The YaYas have been community service-minded all their lives, supporting a variety of causes through the years including the Durham Rescue Mission where The Village renovated and furnished a room.

Duval approached the YaYas about supporting SECU Family House after she wished for a hospital hospitality house when her father had an unexpected surgical emergency at the Medical University  of South Carolina a couple of years ago.

“My mother, my brothers and I were with him during his hospital stays over a two-year period, and none of us lived in Charleston,” Duval recalled.  “I realized firsthand the difference a place like Family House makes, especially for family members.”

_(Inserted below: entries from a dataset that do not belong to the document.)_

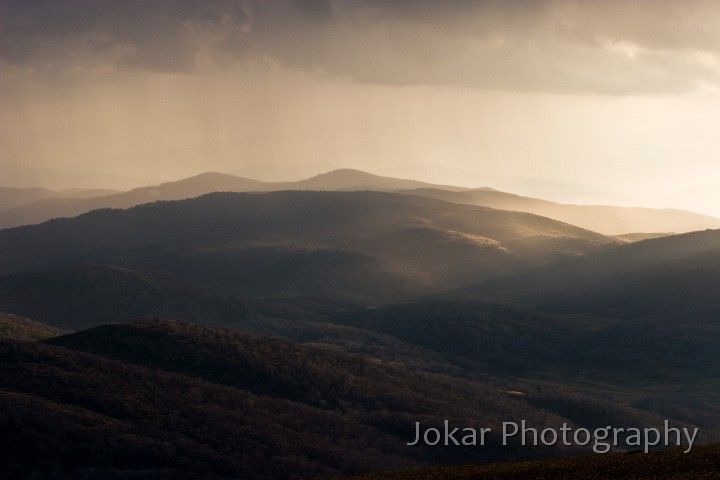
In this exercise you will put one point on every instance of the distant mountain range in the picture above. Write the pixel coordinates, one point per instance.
(609, 220)
(362, 311)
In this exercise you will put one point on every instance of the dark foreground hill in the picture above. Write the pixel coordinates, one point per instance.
(702, 462)
(162, 399)
(19, 209)
(674, 279)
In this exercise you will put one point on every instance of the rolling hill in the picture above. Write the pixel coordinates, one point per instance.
(157, 399)
(609, 220)
(702, 462)
(357, 246)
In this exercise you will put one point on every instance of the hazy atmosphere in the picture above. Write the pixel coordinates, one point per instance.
(608, 102)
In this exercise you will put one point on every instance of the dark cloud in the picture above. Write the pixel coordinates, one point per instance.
(613, 46)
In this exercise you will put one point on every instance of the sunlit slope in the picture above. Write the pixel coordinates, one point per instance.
(609, 220)
(672, 277)
(701, 463)
(19, 209)
(361, 246)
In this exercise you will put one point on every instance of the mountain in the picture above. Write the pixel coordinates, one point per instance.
(356, 246)
(672, 464)
(608, 220)
(58, 206)
(165, 399)
(664, 278)
(349, 179)
(20, 328)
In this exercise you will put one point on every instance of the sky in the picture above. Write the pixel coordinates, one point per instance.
(619, 98)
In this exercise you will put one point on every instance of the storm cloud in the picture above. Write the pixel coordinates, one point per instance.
(616, 47)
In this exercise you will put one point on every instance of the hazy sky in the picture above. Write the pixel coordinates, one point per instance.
(619, 96)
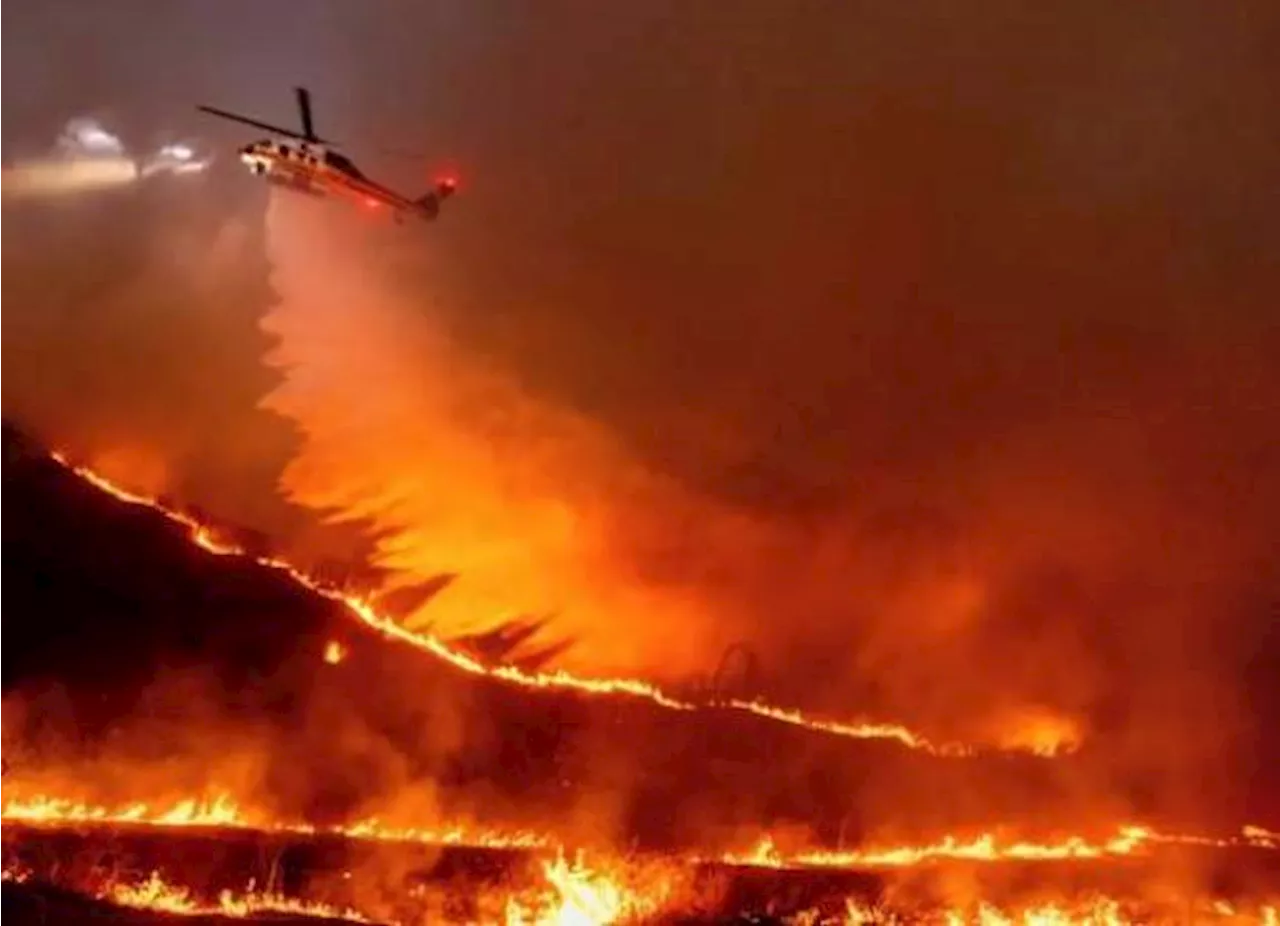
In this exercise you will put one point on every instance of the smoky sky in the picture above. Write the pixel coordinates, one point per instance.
(968, 309)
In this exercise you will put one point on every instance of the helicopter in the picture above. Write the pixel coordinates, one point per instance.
(307, 164)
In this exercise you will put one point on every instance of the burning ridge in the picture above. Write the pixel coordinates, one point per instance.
(150, 658)
(104, 597)
(366, 611)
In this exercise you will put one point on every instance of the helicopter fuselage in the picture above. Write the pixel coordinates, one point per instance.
(297, 165)
(305, 163)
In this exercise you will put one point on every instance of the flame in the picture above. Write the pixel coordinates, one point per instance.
(361, 609)
(987, 847)
(583, 895)
(44, 811)
(156, 894)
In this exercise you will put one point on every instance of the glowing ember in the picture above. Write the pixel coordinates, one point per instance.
(159, 895)
(222, 812)
(580, 895)
(361, 609)
(988, 848)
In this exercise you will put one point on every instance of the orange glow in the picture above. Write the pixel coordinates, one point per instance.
(222, 812)
(558, 679)
(1128, 840)
(156, 894)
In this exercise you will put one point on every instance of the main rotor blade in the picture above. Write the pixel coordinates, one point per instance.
(266, 126)
(305, 110)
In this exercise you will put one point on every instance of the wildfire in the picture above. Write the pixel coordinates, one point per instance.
(581, 895)
(223, 812)
(987, 847)
(156, 894)
(365, 611)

Back home, Duval contacted Allison Worthy, the volunteer coordinator at SECU Family House, and discovered that providing meals for guests was a great need and a perfect fit for the YaYas talents and personality. Now, the YaYas provide an evening meal once every other month.

“Some cook, some shop, some give money if they are too busy to do either before the night we cook,” Duval said. “It’s all equitable and fair.  Most everything is prepared before we arrive, but we get there early and end up moving the same bowl around the kitchen and walking all over each other, talking and catching up the whole time.”

They are known for their Mexican buffet, which includes seasoned beef, mojito lime chicken strips, yellow rice, homemade black beans, flour and corn tortillas for making tacos, guacamole, salsa, a layered spicy cheese and vegetable dip, and a Texas sheet cake, the latter thin like a brownie with equally thick chocolate icing.

“Colette is known for her layered Mexican dip, and she can’t not bring it when we are eating together,” Duval said.  “I’m sure she pulled the recipe off the back of a package, but it’s her signature, and we have to have it. Same for the Texas sheet cake. And we don’t know why we call it Texas sheet cake. The recipe came from Ohio.

“We have completely shaped one another’s lives,” Duval said, refusing to divulge the divine secrets that must exist in the sisterhood.

“Let’s just say we have a divine friendship because we do,” she said.